The tasks could be anything. Here’s an example that’s well-suited to Mechanical Turk: “Draw bounding boxes around objects in images — Draw a box around counter: table consisting of a horizontal surface over which business is transacted.” And then there is a picture of a kitchen and you’re supposed to draw an outline around the counter.
It’s a pretty cool concept.
What I Did
Late last year I decided that I wanted to try translating software (often described as “localizing”) using Mechanical Turk. I chose to translate Meebo’s Android IM application into Spanish. The application is written in a way that allows it to be localized: Individual chunks of text (usually called “strings”) exist in a single xml file. The source code of the application references this xml file whenever it needs to show a string to the user.
I posted each string to Mechanical Turk as a separate task. I offered $0.10 for short strings and $0.20 for longer strings. To attempt to increase the quality of the results I specified that shorter strings should be translated by 3 different people and longer strings should be translated by 5 different people. That way I could verify that everyone gave the same response, and pick and choose between different phrasing and word choice.
It worked, but I don’t have a high degree of confidence in the translation. I ended up having to use an online English-Spanish dictionary, Google Translate, and my own rusty knowledge of Spanish to decide between different versions of strings. I’m sure I didn’t do justice to my high school Spanish teachers, and I’m sure the result isn’t perfect.
- It’s easy to translate text poorly. It’s hard to translate text well. It’s an art. There are many subtle nuances in each word choice, and it’s very difficult to preserve those when translating to another language. And translating computer text is usually different than translating a book.

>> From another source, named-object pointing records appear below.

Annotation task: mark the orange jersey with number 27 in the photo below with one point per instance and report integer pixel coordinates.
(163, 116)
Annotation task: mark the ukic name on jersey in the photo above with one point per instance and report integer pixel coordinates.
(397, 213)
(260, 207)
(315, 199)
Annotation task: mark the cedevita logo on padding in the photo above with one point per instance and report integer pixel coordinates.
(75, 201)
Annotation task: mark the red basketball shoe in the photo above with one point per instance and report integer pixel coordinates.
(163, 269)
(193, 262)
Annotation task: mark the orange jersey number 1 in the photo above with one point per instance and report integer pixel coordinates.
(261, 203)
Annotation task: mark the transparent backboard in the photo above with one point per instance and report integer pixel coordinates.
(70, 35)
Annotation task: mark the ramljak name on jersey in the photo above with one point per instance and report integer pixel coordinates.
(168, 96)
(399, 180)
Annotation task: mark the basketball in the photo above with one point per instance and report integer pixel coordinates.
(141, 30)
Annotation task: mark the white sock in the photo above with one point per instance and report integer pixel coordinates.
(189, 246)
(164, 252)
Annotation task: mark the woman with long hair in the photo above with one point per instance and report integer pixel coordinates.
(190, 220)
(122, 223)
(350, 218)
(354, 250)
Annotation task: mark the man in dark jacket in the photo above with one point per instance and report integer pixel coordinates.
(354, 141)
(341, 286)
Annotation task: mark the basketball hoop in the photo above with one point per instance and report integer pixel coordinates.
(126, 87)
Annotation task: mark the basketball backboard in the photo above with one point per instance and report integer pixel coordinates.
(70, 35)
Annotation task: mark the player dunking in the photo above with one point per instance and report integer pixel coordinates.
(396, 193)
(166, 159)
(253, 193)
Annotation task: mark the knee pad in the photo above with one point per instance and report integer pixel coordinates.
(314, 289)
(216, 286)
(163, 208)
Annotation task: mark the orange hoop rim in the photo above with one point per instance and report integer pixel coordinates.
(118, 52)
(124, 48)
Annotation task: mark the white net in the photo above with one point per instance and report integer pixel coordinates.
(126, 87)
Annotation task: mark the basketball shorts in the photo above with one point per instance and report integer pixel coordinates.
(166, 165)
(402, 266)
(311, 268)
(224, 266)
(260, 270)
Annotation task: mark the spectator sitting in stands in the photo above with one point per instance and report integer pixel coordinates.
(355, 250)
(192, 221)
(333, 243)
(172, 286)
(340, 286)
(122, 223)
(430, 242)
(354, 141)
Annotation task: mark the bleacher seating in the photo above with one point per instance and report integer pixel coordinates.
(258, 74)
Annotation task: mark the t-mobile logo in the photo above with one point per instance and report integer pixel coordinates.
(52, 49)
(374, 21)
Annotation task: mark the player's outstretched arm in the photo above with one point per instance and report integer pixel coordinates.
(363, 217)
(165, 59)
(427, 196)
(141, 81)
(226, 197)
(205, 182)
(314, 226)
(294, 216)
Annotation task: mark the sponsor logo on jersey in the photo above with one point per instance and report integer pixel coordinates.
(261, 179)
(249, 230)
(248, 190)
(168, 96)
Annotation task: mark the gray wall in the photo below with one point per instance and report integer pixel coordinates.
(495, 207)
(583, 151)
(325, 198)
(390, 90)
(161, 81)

- Translators do a better job with context. For example, should the word “login” be translated as a noun or a verb? Should “sign in” mean that you’re connecting to another computer, or that you’re writing your name on a sign-in sheet at a bridal show?
- Having the same person translate all strings will provide better consistency between the strings.
- If you can afford it, pay a professional software translation team. Professionals know what verb tenses to use for buttons versus menu titles versus dialog titles, etc. You’ll have better consistency if you have just one or two people translate an entire language.
- Have your users translate for you. If you’re a popular open source project this will work well. The translators may or may not be as talented as a professional who translates software for a living, but if they’re users of the software then they’ll be self-motivated to translate it, and will hopefully maintain the translation into the future.
- Have your translators create a glossary of words commonly used in your application (“username,” “e-mail,” “buddy”) and translate this glossary first. That way current and future translators can reference this glossary and maintain consistency across their translations.